Une société fondamentalement patriarcale

La société sara ne fait pas exception sur cet aspect, aujourd’hui universel, des sociétés humaines, tout ne tombant pas dans les exemples les plus extrêmes du patriarcat. La société est organisée sur une base patrilinéaire (les enfants sont de la lignée du père) et sur la base d’une division sexuée du travail. L’agriculture est d’abord de la responsabilité des hommes, même si les femmes doivent assistance aux périodes critiques de la production.
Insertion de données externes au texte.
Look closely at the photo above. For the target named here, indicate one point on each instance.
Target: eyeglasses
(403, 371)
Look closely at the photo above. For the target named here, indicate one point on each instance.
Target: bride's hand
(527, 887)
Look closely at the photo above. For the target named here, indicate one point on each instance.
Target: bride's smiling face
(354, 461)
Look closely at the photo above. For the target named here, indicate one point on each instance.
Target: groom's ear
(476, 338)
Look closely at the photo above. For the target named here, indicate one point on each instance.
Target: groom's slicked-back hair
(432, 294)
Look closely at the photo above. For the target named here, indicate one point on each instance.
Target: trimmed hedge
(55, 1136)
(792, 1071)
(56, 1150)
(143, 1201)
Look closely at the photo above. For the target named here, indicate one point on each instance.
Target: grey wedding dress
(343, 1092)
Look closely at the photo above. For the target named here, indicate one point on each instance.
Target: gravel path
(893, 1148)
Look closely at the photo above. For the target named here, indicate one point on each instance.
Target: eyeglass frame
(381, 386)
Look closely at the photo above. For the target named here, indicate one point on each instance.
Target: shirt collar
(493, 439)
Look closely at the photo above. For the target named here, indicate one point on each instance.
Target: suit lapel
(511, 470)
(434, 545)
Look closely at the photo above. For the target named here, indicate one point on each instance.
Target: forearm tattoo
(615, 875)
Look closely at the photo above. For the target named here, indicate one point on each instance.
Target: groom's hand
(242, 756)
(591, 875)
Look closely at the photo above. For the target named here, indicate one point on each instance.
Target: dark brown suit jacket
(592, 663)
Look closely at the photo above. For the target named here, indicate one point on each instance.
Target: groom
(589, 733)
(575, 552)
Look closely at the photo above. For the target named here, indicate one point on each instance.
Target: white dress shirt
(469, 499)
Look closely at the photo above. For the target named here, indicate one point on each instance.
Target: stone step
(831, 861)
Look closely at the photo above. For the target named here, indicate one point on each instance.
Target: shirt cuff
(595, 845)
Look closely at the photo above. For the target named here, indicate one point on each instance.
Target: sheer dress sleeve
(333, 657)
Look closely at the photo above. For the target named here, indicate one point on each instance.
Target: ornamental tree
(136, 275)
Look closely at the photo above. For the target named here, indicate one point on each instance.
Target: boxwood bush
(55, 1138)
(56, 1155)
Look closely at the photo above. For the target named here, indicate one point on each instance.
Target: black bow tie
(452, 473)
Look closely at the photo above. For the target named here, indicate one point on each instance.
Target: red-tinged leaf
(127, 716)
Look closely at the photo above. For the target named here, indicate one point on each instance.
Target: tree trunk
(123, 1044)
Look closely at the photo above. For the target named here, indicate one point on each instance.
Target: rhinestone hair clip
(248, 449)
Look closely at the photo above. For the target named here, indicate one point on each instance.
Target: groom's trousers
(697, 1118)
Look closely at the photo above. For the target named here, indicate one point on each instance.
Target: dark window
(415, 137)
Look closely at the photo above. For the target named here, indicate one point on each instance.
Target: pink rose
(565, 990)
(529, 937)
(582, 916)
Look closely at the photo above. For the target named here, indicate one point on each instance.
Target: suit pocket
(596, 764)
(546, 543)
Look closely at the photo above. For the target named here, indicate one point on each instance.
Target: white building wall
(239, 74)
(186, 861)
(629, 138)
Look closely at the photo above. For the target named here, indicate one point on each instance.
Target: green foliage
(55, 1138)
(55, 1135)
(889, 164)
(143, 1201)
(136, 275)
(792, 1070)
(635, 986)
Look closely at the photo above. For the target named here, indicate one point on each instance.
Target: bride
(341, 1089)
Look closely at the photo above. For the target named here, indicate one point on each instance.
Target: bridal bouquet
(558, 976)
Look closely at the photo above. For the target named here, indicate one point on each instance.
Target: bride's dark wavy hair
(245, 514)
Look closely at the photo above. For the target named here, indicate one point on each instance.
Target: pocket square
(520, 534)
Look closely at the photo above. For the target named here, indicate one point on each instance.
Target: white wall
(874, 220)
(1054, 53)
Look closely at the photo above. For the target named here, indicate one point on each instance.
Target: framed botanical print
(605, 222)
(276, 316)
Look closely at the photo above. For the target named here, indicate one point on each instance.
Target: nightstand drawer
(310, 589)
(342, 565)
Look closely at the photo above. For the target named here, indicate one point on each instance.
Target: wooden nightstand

La chasse est d’abord une activité masculine, mais il existe une forme de chasse collective auxquelles les jeunes femmes peuvent participer. Il existe des formes de pêche pour les hommes et des formes de pêche pour les femmes. La construction des habitations est une affaire d’homme. La cuisine est une affaire de femmes, sauf certaines cuisines sacrées réservées aux hommes pendant l’initiation. « Bien entendu » les travaux domestiques sont réservés aux femmes ainsi que l’éducation des enfants jusqu’à 7 ans. Au-delà les garçons sont éduqués par les hommes.

Le pouvoir politique dans le village est d’abord une affaire d’hommes, situation tempérée par la korbége qui jouit du privilège d’ambassadrice des femmes. Une curiosité tout de même : l’image de la femme est moins dévalorisée que dans d’autres sociétés. Au sein des centres religieux, une fonction est réservée à une femme ménopausée, et celle-ci y possède un statut égal à ses pairs. De même, certains mécanismes sociaux permettent d’éviter une dégradation massive du statut de la femme. Si l’homme a le droit de répudier une épouse, celle-ci a le droit de quitter son mari si elle n’en est pas satisfaite. Elle peut alors retourner dans sa famille. Cette situation n’est pas vécue comme dévalorisante pour la femme, mais davantage pour le mari et la dot ne sera remboursée que si la femme se marie à nouveau.

Il n’est toutefois pas possible de passer sous silence les excisions pratiquées massivement chez les Saras. Cette excision s’inscrit toujours dans le processus d’initiation. Les jeunes filles non excisées sont exclues des rites initiatiques et par-là même d’une partie importante de la vie sociale, même si elles ne sont pas, comme dans d’autres sociétés pratiquant cette barbarie, traitées comme des parias. Cette situation perdure, mais pourrait peut-être changer dans un avenir proche : certains groupes saras, en particulier dans la région de Sahr, auraient décidé que des jeunes filles non excisées pouvaient participer aux rites d’initiation, donc intégrer la vie sociale.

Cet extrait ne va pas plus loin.